Emmanuel was highly valued by everyone in the CDPC for his wisdom, knowledge, enthusiasm, and humanitarianism. He has been an important part of the successes we have enjoyed over the past couple of years, and we were looking forward to establishing even stronger links in Zambia in the future through his efforts.
We in the CDPC are committed to Emmanuel’s legacy through developing the important work that he has begun in helping young people to achieve their potential and to contributing to the development of a more equal World.
If you would like to send a message of condolence to Emmanuel’s family please email Hayley Coristine or post your message on the CDPC website below this post. We will collate all messages and forward these to his children. Current messages can be viewed here.
Obituary: Dr. E. Kafwembe
Dr Emmanuel M. Kafwembe was a Nutritional Biochemist who trained in Ireland between 1978 and 1980 at Kevin Street College of Technology in Clinical Chemistry and later undertook his PhD studies at the University of Salford. His main research interest was micro-nutrient deficiency disorders and he successfully conducted many community-based studies of vitamin A and the impact of various disease states such as HIV infection and malaria on vitamin A status. During his distinguished career of over 33 years with the Tropical Diseases Research Centre (TDRC) he rose from the position of technologist in 1977 to director in 2002. Dr. Kafwembe’s knowledge and expertise was in high demand and as such he served as a consultant for the National Food and Nutrition Commission, the National Laboratory Policy Development and Implementation committees as well as a technical advisor to a vitamin A supplementation committee funded by USAID. He was a member of the National Health Research Advisory Committee, chairman of the subcommittee on research in traditional medicine especially as it applies to malaria and a Board member of the Zambia Forum for Health Research (ZAMFOHR), a body formed to provide a forum to scientists to express their research activities as well as develop a national data-base of these activities..

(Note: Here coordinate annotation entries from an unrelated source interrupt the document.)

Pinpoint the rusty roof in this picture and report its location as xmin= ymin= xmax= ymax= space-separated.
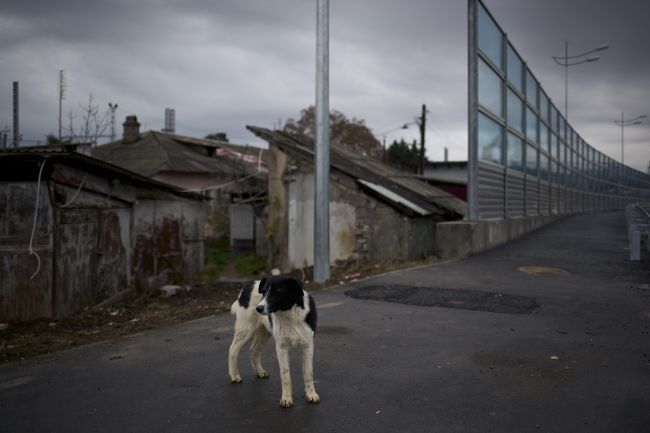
xmin=247 ymin=126 xmax=467 ymax=220
xmin=91 ymin=131 xmax=261 ymax=176
xmin=0 ymin=146 xmax=205 ymax=200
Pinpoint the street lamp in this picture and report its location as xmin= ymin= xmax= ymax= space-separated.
xmin=553 ymin=39 xmax=609 ymax=121
xmin=614 ymin=112 xmax=647 ymax=164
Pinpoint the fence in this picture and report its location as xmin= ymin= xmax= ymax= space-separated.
xmin=468 ymin=0 xmax=650 ymax=220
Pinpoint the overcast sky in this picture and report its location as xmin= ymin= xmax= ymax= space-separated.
xmin=0 ymin=0 xmax=650 ymax=171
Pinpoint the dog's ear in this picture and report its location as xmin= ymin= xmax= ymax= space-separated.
xmin=286 ymin=278 xmax=304 ymax=293
xmin=257 ymin=278 xmax=269 ymax=294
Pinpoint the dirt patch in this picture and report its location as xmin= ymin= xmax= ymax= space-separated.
xmin=0 ymin=284 xmax=239 ymax=363
xmin=517 ymin=266 xmax=571 ymax=277
xmin=0 ymin=255 xmax=435 ymax=364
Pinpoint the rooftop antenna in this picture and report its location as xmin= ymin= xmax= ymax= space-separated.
xmin=59 ymin=69 xmax=66 ymax=142
xmin=13 ymin=81 xmax=20 ymax=147
xmin=163 ymin=108 xmax=176 ymax=134
xmin=108 ymin=102 xmax=117 ymax=143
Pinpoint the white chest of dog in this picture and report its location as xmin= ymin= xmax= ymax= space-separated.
xmin=228 ymin=276 xmax=320 ymax=407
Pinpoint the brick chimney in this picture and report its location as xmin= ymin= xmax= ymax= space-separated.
xmin=122 ymin=116 xmax=140 ymax=144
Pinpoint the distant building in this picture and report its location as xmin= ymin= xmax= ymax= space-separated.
xmin=248 ymin=127 xmax=466 ymax=271
xmin=0 ymin=147 xmax=205 ymax=321
xmin=92 ymin=116 xmax=266 ymax=250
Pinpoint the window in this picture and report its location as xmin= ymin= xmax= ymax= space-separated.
xmin=526 ymin=70 xmax=537 ymax=108
xmin=539 ymin=153 xmax=549 ymax=180
xmin=508 ymin=44 xmax=524 ymax=94
xmin=550 ymin=133 xmax=560 ymax=159
xmin=526 ymin=144 xmax=537 ymax=176
xmin=478 ymin=113 xmax=503 ymax=164
xmin=526 ymin=107 xmax=537 ymax=142
xmin=478 ymin=3 xmax=503 ymax=69
xmin=478 ymin=59 xmax=503 ymax=117
xmin=539 ymin=122 xmax=549 ymax=152
xmin=506 ymin=132 xmax=524 ymax=171
xmin=551 ymin=105 xmax=560 ymax=134
xmin=539 ymin=90 xmax=550 ymax=124
xmin=508 ymin=89 xmax=524 ymax=134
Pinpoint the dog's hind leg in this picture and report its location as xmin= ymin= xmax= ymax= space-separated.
xmin=250 ymin=327 xmax=271 ymax=378
xmin=302 ymin=344 xmax=320 ymax=403
xmin=228 ymin=323 xmax=255 ymax=383
xmin=275 ymin=344 xmax=293 ymax=407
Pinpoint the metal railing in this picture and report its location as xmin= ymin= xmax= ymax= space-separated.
xmin=625 ymin=202 xmax=650 ymax=261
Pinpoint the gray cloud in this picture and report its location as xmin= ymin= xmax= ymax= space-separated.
xmin=0 ymin=0 xmax=650 ymax=169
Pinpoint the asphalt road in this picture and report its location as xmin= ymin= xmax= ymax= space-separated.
xmin=0 ymin=212 xmax=650 ymax=433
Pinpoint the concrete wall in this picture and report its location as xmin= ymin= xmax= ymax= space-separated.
xmin=267 ymin=144 xmax=436 ymax=272
xmin=0 ymin=181 xmax=54 ymax=320
xmin=435 ymin=215 xmax=562 ymax=259
xmin=132 ymin=197 xmax=205 ymax=286
xmin=0 ymin=164 xmax=205 ymax=321
xmin=288 ymin=173 xmax=356 ymax=269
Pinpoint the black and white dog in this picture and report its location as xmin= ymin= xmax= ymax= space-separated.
xmin=228 ymin=276 xmax=320 ymax=407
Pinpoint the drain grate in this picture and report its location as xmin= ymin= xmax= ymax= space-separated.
xmin=345 ymin=285 xmax=539 ymax=314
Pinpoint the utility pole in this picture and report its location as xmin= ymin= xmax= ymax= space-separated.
xmin=108 ymin=102 xmax=117 ymax=143
xmin=314 ymin=0 xmax=330 ymax=283
xmin=13 ymin=81 xmax=20 ymax=147
xmin=2 ymin=126 xmax=9 ymax=149
xmin=59 ymin=69 xmax=65 ymax=143
xmin=418 ymin=104 xmax=427 ymax=175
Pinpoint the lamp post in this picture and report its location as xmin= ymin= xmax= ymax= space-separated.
xmin=553 ymin=39 xmax=609 ymax=121
xmin=614 ymin=112 xmax=647 ymax=164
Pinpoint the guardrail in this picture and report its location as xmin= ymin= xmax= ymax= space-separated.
xmin=625 ymin=203 xmax=650 ymax=261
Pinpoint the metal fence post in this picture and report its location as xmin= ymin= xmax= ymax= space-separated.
xmin=314 ymin=0 xmax=330 ymax=283
xmin=467 ymin=0 xmax=479 ymax=220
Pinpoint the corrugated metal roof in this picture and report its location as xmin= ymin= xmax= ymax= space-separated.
xmin=247 ymin=126 xmax=467 ymax=220
xmin=92 ymin=131 xmax=264 ymax=176
xmin=357 ymin=179 xmax=431 ymax=216
xmin=0 ymin=146 xmax=205 ymax=200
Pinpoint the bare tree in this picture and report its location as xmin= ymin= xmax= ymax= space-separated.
xmin=65 ymin=94 xmax=111 ymax=146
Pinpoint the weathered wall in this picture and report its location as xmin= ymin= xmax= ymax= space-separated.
xmin=288 ymin=173 xmax=356 ymax=269
xmin=0 ymin=163 xmax=205 ymax=320
xmin=436 ymin=215 xmax=563 ymax=259
xmin=132 ymin=198 xmax=205 ymax=286
xmin=51 ymin=164 xmax=135 ymax=317
xmin=0 ymin=181 xmax=53 ymax=320
xmin=269 ymin=145 xmax=436 ymax=271
xmin=266 ymin=144 xmax=289 ymax=271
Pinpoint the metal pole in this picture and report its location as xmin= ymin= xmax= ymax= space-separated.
xmin=621 ymin=111 xmax=625 ymax=164
xmin=564 ymin=39 xmax=569 ymax=122
xmin=59 ymin=69 xmax=65 ymax=142
xmin=419 ymin=104 xmax=427 ymax=175
xmin=314 ymin=0 xmax=330 ymax=283
xmin=13 ymin=81 xmax=20 ymax=147
xmin=466 ymin=0 xmax=478 ymax=220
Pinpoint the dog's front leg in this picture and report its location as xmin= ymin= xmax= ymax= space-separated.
xmin=275 ymin=343 xmax=293 ymax=407
xmin=302 ymin=344 xmax=320 ymax=403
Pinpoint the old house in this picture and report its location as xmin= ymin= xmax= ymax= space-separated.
xmin=0 ymin=148 xmax=205 ymax=320
xmin=248 ymin=127 xmax=466 ymax=271
xmin=419 ymin=161 xmax=467 ymax=201
xmin=92 ymin=116 xmax=266 ymax=248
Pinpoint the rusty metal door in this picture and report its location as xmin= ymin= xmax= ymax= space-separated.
xmin=230 ymin=204 xmax=255 ymax=250
xmin=94 ymin=208 xmax=131 ymax=300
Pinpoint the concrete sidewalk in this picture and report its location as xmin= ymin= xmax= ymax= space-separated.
xmin=0 ymin=212 xmax=650 ymax=433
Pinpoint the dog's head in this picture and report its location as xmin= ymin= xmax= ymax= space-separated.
xmin=255 ymin=275 xmax=304 ymax=315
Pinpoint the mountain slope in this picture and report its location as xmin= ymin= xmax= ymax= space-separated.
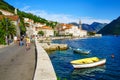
xmin=70 ymin=22 xmax=107 ymax=32
xmin=0 ymin=0 xmax=57 ymax=28
xmin=98 ymin=17 xmax=120 ymax=35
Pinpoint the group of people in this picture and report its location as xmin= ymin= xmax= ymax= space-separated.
xmin=14 ymin=36 xmax=31 ymax=50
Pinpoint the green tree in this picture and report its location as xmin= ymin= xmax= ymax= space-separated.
xmin=0 ymin=11 xmax=2 ymax=15
xmin=38 ymin=31 xmax=44 ymax=36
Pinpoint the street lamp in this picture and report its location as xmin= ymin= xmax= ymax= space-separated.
xmin=5 ymin=18 xmax=8 ymax=44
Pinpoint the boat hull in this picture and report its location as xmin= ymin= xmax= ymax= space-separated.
xmin=72 ymin=59 xmax=106 ymax=68
xmin=73 ymin=49 xmax=90 ymax=54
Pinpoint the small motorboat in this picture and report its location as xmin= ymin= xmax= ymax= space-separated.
xmin=73 ymin=48 xmax=90 ymax=54
xmin=70 ymin=57 xmax=106 ymax=68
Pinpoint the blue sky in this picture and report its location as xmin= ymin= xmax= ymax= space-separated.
xmin=5 ymin=0 xmax=120 ymax=24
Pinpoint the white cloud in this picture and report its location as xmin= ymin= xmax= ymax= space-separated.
xmin=21 ymin=6 xmax=110 ymax=24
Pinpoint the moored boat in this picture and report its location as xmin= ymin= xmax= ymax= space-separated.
xmin=70 ymin=57 xmax=106 ymax=68
xmin=73 ymin=48 xmax=90 ymax=54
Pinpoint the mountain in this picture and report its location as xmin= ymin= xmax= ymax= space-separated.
xmin=98 ymin=17 xmax=120 ymax=35
xmin=70 ymin=22 xmax=107 ymax=32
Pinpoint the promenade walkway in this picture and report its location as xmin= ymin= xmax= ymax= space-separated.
xmin=0 ymin=44 xmax=35 ymax=80
xmin=34 ymin=41 xmax=57 ymax=80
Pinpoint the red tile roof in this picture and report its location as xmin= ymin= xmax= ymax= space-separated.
xmin=0 ymin=15 xmax=19 ymax=21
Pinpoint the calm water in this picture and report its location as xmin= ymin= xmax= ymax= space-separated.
xmin=49 ymin=36 xmax=120 ymax=80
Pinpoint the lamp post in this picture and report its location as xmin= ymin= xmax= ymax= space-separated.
xmin=5 ymin=18 xmax=8 ymax=44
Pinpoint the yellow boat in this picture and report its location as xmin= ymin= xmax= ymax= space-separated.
xmin=70 ymin=57 xmax=106 ymax=68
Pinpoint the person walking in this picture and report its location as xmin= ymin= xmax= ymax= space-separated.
xmin=26 ymin=37 xmax=31 ymax=50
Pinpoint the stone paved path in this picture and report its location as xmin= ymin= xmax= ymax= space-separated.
xmin=0 ymin=44 xmax=35 ymax=80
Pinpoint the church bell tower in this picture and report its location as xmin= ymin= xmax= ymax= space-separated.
xmin=78 ymin=20 xmax=82 ymax=30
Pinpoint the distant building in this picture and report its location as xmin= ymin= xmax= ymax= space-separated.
xmin=78 ymin=20 xmax=82 ymax=30
xmin=57 ymin=24 xmax=87 ymax=37
xmin=0 ymin=15 xmax=20 ymax=36
xmin=36 ymin=26 xmax=54 ymax=37
xmin=24 ymin=18 xmax=35 ymax=37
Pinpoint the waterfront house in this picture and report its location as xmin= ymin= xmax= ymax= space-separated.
xmin=24 ymin=18 xmax=35 ymax=37
xmin=36 ymin=26 xmax=54 ymax=37
xmin=0 ymin=15 xmax=20 ymax=36
xmin=58 ymin=24 xmax=87 ymax=37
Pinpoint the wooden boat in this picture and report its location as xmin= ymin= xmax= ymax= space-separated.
xmin=70 ymin=57 xmax=106 ymax=68
xmin=73 ymin=48 xmax=90 ymax=54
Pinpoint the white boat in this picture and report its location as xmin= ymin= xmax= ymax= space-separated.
xmin=73 ymin=48 xmax=90 ymax=54
xmin=70 ymin=57 xmax=106 ymax=68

As a scientist and a manager Dr Kafwembe interacted with many young African scientists and therefore came to understand and appreciate the problems they face in their work. He was a member of the consortium to oversee the implementation of the Contact Point Network (CPN) Africa project, an EU-funded project aimed at attracting Young African Scientists to participate in EU funded research projects addressing Poverty-Related Diseases. This project in which Dr. Kafwembe served as a Regional Contact Point (RCP) for the Southern African Region grew in stature within a short time and a new generation of young scientists in the region owe a great debt to Dr. Kafwembe for its success. In 2007 Dr. Kafwembe was involve in establishing the Poverty-Related Diseases College which is an a virtual institute and a network that connects young African and European biomedical scientists and their institutions towards consolidating science and its role in the overall development of Africa.
In addition to his distinguished scientific career Dr. Kafwembe was a lay preacher in the United Church of Zambia and a church elder at St Andrews Congregation. Members of the community remember him as a humble and down-to-earth person who helped to build the community. Dr. Kafwembe is survived by his three children to whom we offer our sincere condolences.